Mitch Cullin is lucky that he was able to work with a character from long ago, before recent changes to U.S. copyright law extended copyright almost indefinitely. No one could seriously dispute that Holmes is a deeply embedded element of our culture, but it's only the result of good timing that he's not recent enough to be fully protected by copyright law and thus unavailable to someone like Cullin, who is far more interested in what Holmes can bring him as a character than what Holmes can bring him as a property.
Yet, due to what I clearly see as congressional malfeasance (through kowtowing to the intellectual property lobby) other, similar characters will, under current law, more or less never become available for later creators to appropriate. Mickey Mouse, for all his . . . boringness . . . could possibly inspire artists working outside the aegis of Disney. But he won't be available. Odysseus, sure. Holden Caulfield, no. Is there sense in that, once Salinger's dead? The Supreme Court has more or less said that current law, though constitutional, is dumb. The U.S. Constitution provides Congress the power to:
promote the Progress of Science and useful Arts, by securing for limited Times to Authors and Inventors the exclusive Right to their respective Writings and Discoveries.I'll be very surprised if anyone can mount a credible argument that copyright lasting well beyond the creator's lifetime is a real inducement to the progress of Science and useful Arts.
Though I know arguments can be adduced in favor of heirs sharing in the bounty created by their ancestors, and for creators having control over their properties, I'm far more easily swayed by the argument that we all, having as a society lavished more than a hundred years of attention on Holmes and Watson, have at least as much claim on them as a long-dead Conan Doyle. They have, regardlesss of Conan Doyle's wishes, become a common property; the fact that only the happenstance of copyright law enables us to use them is of no matter. Luke Skywalker should, within my lifetime, be equally available, though there's almost no chance he will be.
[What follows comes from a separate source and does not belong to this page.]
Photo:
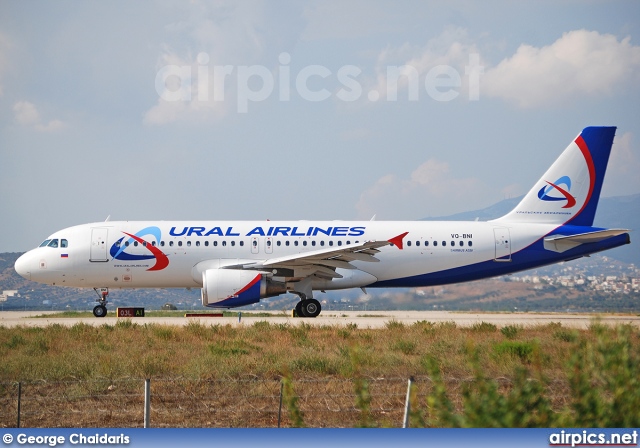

That said, this has pushed me to think more seriously about something I've long meant to do. As soon as I can figure out how to manage it within Blogspot—or as soon as I can figure out how to move this blog to a more congenial site—I'll begin producing this site under a Creative Commmons license. The decision is one of principle, not of effect; after all, no one is clamoring to reproduce my posts. But I agree fundamentally with what Lawrence Lessig and his compatriots are pushing with Creative Commonns, so I should join them. Soon I will.